6 Schedule K provides, so far as is relevant:
- Application of code
- 1 This code of conduct applies to any expert engaged to:
- (a) provide a report as to his or her opinion for use as evidence in proceedings or proposed proceedings, or
(b) give opinion evidence in proceedings or proposed proceedings.
- General Duty to the Court
- 2 An expert witness has an overriding duty to assist the Court impartially on matters relevant to the expert’s area of expertise.
- 3 An expert witness’s paramount duty is to the Court and not to the person retaining the expert.
- 4 An expert witness is not an advocate for a party.
7 The gist of the plaintiffs’ argument was that, in the context of Pt 36 r 13C and Schedule K, the dominant purpose of communications with an expert witness is to assist the court and not the provision to the client of professional legal services.

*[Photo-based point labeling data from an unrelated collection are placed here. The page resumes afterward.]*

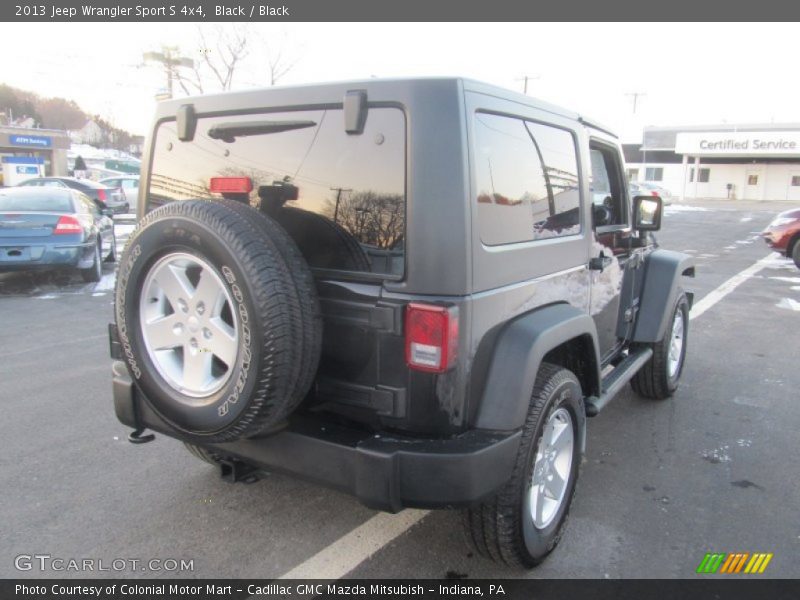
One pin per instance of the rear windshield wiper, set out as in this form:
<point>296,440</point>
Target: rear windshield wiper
<point>228,132</point>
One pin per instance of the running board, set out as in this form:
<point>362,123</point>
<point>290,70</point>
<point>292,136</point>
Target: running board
<point>615,380</point>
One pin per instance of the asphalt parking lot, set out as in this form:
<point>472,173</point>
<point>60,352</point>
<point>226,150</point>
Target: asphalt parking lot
<point>713,469</point>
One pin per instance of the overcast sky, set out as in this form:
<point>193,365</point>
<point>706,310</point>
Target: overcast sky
<point>689,74</point>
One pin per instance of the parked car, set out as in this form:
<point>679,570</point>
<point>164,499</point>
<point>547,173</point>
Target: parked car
<point>105,196</point>
<point>54,228</point>
<point>129,184</point>
<point>422,313</point>
<point>783,234</point>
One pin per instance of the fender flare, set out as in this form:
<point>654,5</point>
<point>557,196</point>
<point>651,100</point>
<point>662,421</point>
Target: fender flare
<point>518,353</point>
<point>663,272</point>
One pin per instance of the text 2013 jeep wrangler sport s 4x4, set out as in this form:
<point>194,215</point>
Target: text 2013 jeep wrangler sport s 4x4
<point>414,291</point>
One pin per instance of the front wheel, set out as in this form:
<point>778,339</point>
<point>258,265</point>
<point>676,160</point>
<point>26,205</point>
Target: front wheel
<point>658,378</point>
<point>524,522</point>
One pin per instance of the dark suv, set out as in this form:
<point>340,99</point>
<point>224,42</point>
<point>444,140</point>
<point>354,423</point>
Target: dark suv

8 Assistance to the court must be the witness’s dominant purpose in providing an opinion for use in the proceedings. But the purpose of communications between the party’s legal representatives and the witness is nonetheless predominantly to assist the party. That is because the predominant purpose of such communications is to bring forward expert evidence in aid of the party. But for that purpose, the communications would not be entered into at all. The fact that the witness is constrained to assist the court and to be impartial does not displace that purpose.
9 The plaintiffs’ argument fails to recognise the adversarial nature of the proceedings. No party is under an obligation to adduce expert evidence to assist the court. No expert is obliged to provide evidence to assist the court. (Experts are not amenable to the coercive power of the court to compel their attendance at court.) The court receives the benefit of assistance from an expert only if it suits a party to adduce such evidence. (That is, unless the court itself appoints an expert witness: rarely done, and not relevant for the present case.) The witness’s evidence must be impartial, but communications with a view to securing and facilitating the provision of such evidence are entered into for the purpose of assisting the party, not for the purpose of assisting the court. To suggest otherwise fails to recognise this reality.
10 The position at common law is clear and entrenched. Communications with a potential witness are protected by legal professional privilege. One would need a clear expression of legislative intent before the common law was taken to be abrogated in relation to expert witnesses. No such expression of intent is to be found in the rules or in s119.
11 The broader implications of the plaintiffs’ argument also work to defeat it. At common law, legal professional privilege attaches to communications with any prospective witness. A lay witness is bound to tell the truth. Honest lay evidence is of no less assistance to the court than honest expert evidence. The plaintiffs’ argument would, therefore, apply equally to communications with a prospective lay witness. The argument accordingly runs against the common law principle in relation to witnesses generally, expert and lay alike. It is all or nothing. No intent to abolish the principle altogether can be found in the rules or in the Evidence Act.
12 For these reasons, the fact that the documents related to communications between the defendants’ legal representatives and a prospective expert witness did not negate the claim for legal professional privilege.